File references are strings of bytes, that can be encountered in the file_reference
fields of document and photo objects.
They must be cached by the client, along with the origin where the document/photo object was found, in order to be refetched when the file reference expires.
Example implementation of a reference database: MadelineProto, android, telegram desktop, tdlib.
Implementation and maintenance of the file reference database may be fully automated by using the following file reference origin definition file.
Latest file reference origin definition file for the current layer »
First, some definitions:
file_reference
field may appear, for example updateNewMessage.message -> message.media -> messageMediaDocument.document -> document.file_reference
. getMessage{peer: updateNewMessage.message.peer, id: updateNewMessage.message.id}
, which can be used to refetch the document using either messages.getMessages or channels.getMessages depending on the type of the Peer. The definition file contains all possible origins, for all possible file reference paths.

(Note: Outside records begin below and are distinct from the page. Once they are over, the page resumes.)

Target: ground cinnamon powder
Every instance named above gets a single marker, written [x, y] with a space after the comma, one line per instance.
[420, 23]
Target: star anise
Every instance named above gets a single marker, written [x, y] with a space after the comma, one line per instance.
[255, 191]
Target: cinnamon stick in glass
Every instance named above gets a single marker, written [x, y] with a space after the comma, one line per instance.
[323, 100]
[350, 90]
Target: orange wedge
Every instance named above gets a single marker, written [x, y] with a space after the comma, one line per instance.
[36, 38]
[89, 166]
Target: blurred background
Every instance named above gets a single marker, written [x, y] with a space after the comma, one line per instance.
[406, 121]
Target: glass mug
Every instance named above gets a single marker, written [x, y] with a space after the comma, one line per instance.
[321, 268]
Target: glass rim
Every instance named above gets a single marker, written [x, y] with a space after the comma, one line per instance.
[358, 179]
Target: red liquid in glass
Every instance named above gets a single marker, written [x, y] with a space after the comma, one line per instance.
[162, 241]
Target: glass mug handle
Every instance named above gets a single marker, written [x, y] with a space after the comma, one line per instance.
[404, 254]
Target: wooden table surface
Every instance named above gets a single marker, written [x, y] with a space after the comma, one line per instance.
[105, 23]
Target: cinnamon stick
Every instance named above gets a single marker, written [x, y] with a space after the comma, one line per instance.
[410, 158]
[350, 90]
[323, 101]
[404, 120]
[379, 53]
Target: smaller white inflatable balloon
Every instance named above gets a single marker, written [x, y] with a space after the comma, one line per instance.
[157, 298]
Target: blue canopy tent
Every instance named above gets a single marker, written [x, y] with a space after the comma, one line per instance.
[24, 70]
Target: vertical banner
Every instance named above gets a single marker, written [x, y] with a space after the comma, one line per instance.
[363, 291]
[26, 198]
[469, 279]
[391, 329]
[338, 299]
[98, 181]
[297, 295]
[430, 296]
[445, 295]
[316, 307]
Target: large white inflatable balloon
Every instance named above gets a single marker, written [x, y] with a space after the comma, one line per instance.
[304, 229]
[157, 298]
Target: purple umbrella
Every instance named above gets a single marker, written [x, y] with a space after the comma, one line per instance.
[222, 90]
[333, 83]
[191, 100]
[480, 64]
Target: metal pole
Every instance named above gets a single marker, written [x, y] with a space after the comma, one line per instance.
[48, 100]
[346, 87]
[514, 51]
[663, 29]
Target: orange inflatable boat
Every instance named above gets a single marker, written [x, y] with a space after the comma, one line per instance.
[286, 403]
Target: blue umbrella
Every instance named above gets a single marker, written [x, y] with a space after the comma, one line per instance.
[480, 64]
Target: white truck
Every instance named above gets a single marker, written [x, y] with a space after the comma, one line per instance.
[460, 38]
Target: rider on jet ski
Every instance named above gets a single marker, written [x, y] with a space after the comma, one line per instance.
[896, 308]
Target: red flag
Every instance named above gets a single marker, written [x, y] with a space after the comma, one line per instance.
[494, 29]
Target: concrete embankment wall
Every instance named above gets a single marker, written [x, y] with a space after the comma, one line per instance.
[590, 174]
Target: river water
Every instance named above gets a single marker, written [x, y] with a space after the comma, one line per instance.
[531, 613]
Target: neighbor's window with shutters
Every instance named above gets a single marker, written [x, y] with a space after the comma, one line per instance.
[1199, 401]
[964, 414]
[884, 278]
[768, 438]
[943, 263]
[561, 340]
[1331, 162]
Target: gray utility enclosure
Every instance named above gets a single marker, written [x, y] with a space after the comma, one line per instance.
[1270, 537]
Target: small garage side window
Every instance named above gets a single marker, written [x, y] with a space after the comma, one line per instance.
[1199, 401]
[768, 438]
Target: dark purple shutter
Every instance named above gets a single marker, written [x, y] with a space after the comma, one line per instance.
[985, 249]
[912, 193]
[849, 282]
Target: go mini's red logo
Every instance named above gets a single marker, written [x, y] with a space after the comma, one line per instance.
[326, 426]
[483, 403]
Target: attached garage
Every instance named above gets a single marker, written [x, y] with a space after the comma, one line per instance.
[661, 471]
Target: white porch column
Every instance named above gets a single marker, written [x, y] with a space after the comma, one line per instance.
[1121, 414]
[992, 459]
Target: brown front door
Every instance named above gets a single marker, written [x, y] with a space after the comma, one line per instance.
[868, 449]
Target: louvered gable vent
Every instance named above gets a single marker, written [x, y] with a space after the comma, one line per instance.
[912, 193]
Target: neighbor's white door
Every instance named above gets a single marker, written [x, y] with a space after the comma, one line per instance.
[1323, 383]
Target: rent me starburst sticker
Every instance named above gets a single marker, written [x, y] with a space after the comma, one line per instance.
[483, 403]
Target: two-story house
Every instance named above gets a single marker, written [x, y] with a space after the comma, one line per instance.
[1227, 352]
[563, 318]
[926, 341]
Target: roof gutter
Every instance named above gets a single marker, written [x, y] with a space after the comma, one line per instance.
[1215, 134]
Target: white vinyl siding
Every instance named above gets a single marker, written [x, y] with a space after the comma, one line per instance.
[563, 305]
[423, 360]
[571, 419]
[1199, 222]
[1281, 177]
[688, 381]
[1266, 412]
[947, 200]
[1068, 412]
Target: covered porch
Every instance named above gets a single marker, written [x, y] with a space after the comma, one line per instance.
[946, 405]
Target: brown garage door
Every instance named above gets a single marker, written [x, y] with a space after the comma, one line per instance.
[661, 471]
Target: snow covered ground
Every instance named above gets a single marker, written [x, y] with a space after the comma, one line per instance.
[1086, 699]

It is automatically generated and validated by the file reference origin generator using a set of manually-specified rules (specifying the actual origins) and the latest API schema, to make sure the following rules are followed:
All possible and valid places where a file_reference
appears have at least one valid associated origin: this is checked by recursively checking all possible deserialized object graphs, starting from:
Update
This covers all possible TL payloads received from the API, which can only return method call responses, or Update constructors contained inside Updates.
For example, when checking the graph of the updateNewMessage constructor, the following file reference paths are found:
updateNewMessage.message -> message.media -> messageMediaDocument.document -> document.file_reference
updateNewMessage.message -> message.reply_to -> messageReplyHeader.reply_media -> messageMediaDocument.document -> document.file_reference
updateNewMessage.message -> message.media -> messageMediaInvoice.extended_media -> messageExtendedMedia.media -> messageMediaDocument.document -> document.file_reference
... and many others
... and for all paths, the system which generates the definition file makes sure that at least one origin covers the path.
All origins must be used in at least one path.
All paths covered by origins which make use of flag fields (which may be absent, leading to an orphan, context-less file reference) must be covered by at least one non-flagged origin (or the flagged origin must be non-flagged in the specified path).
For example, the file reference path updateStory.story -> storyItem.media -> messageMediaDocument.document -> document.file_reference
would rely on the origin getStory{peer: storyItem.from_id, story_id: storyItem.id}
with stories.getStoriesByID.
However, the from_id
field of storyItem is actually a flag and in this specific path it is not set (it's only set when a storyItem is returned by stories.getAllStories).
The validator (the code that generated the definition file, you DO NOT have to implement a validator yourself) noticed that, which forced the manual addition of the valid fallback origin getStory{peer: updateStory.peer, story_id: updateStory.story -> storyItem.id}
, which is present in the final origin definition file.
Note that the definition file is already pre-validated, no additional validation is needed to implement it, the above is just an example of a case that is successfully covered by the validator.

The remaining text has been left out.